If you use `TinyROS` in your project, please open a PR to add it here 🤗.

## 🚀 Quick Start
For once, this is going to be painless 🤗.

### Installation

With `uv`:
```bash
uv add tinyros
```
With `pip`:
```bash
pip install tinyros
```

For the installation from source or for development, please see our [Contributing Guide](./CONTRIBUTING.md).

### Supported Platforms 💻

| Linux | macOS | Windows |
|---|---|---|
| ✅ | ✅ | ✅ |

The transport sits on plain TCP (`AF_INET` + `SOCK_STREAM`) with a `multiprocessing.shared_memory` side-channel for large ndarray payloads — no `fork`, no POSIX-only system calls, no OS-conditional code paths. The same wire runs on Linux, macOS, and Windows. Linux and macOS are exercised in CI; Windows is known to work but not yet covered by an automated CI leg.

## 🔥 Examples

A full multi-process example lives in [`main.py`](./main.py) with its topology in [`network_config.yaml`](./network_config.yaml).

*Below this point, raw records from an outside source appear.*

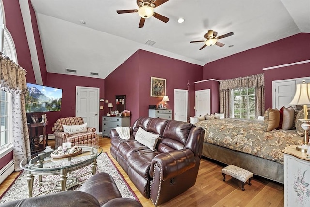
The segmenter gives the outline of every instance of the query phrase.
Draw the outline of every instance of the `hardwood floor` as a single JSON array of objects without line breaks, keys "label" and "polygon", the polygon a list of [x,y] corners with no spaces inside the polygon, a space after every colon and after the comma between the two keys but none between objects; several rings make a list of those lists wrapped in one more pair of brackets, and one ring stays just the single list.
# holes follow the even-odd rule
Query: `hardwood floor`
[{"label": "hardwood floor", "polygon": [[[131,182],[128,175],[110,153],[109,138],[99,137],[99,145],[107,152],[144,207],[154,207]],[[48,141],[53,148],[55,141]],[[160,207],[283,207],[283,186],[261,177],[254,177],[252,185],[245,185],[242,191],[240,182],[229,176],[223,182],[223,166],[203,159],[196,184],[182,194]],[[18,173],[13,173],[0,184],[0,195],[13,182]]]}]

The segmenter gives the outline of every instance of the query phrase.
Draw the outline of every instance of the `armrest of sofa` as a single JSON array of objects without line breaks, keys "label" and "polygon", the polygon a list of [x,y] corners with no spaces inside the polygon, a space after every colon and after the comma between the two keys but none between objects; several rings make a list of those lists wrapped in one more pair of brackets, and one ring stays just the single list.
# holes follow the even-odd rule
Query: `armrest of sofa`
[{"label": "armrest of sofa", "polygon": [[92,127],[87,127],[87,132],[96,132],[96,128],[93,128]]},{"label": "armrest of sofa", "polygon": [[70,134],[63,131],[55,131],[54,132],[55,137],[58,137],[61,138],[67,138],[70,136]]},{"label": "armrest of sofa", "polygon": [[196,160],[192,151],[188,149],[173,150],[156,155],[152,160],[150,175],[153,177],[154,166],[162,171],[163,180],[176,176],[195,166]]}]

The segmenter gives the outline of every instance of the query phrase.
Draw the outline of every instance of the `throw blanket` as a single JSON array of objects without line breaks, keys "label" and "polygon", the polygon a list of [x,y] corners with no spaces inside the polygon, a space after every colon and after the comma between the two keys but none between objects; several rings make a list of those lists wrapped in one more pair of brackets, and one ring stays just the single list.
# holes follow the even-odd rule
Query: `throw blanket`
[{"label": "throw blanket", "polygon": [[130,138],[130,128],[127,127],[120,127],[115,128],[121,139],[129,140]]}]

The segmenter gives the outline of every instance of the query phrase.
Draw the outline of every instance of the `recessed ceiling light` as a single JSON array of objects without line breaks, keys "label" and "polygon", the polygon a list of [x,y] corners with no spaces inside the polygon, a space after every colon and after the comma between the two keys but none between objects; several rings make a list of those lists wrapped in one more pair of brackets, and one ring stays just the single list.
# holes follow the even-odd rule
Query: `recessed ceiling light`
[{"label": "recessed ceiling light", "polygon": [[178,22],[179,23],[183,23],[184,22],[184,19],[183,18],[180,18],[178,19]]}]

The minimal shape is:

```yaml
# network_config.yaml
nodes:
  SensorNode:  { port: 5001, host: localhost }
  ControlNode: { port: 5002, host: localhost }

connections:
  SensorNode:
    obs:
      - { actor: ControlNode, cb_name: on_obs }
```

```python
# nodes.py
import yaml
from tinyros import TinyNetworkConfig, TinyNode

config = TinyNetworkConfig.load_from_config(
    yaml.safe_load(open("network_config.yaml"))
)

class SensorNode(TinyNode):
    def __init__(self) -> None:
        super().__init__(name="SensorNode", network_config=config)

    def tick(self, value: float) -> None:
        self.publish("obs", value)  # fan-out to every subscriber of "obs"

class ControlNode(TinyNode):
    def __init__(self) -> None:
        super().__init__(name="ControlNode", network_config=config)

    def on_obs(self, value: float) -> None:  # bound by name from the YAML
        ...  # react to the observation
```

Callbacks are looked up on the subclass by the `cb_name` declared in the YAML — there is no decorator, no registration call, and no runtime topic discovery.

## 📚 Learn more

- [Architecture overview](./docs/guides/architecture/overview.md) — module layout and where to make changes.
- [Transport](./docs/guides/architecture/transport.md) — wire protocol, framing, and the shared-memory fast path.
- [Benchmarks](./docs/guides/benchmarks.md) — latency / throughput suites with parity baselines against `portal` and ROS 2.
- [Documentation index](./docs/index.md) — full table of contents.

## 🤝 Contributing

We welcome contributions! Please see our [Contributing Guide](CONTRIBUTING.md) for detailed information on:
- Development workflow and branch management
- Code style requirements and automated checks
- Testing standards and coverage expectations
- PR preparation and commit message conventions

## 📄 License

This project is licensed under the MIT License - see the [LICENSE](LICENSE) file for details.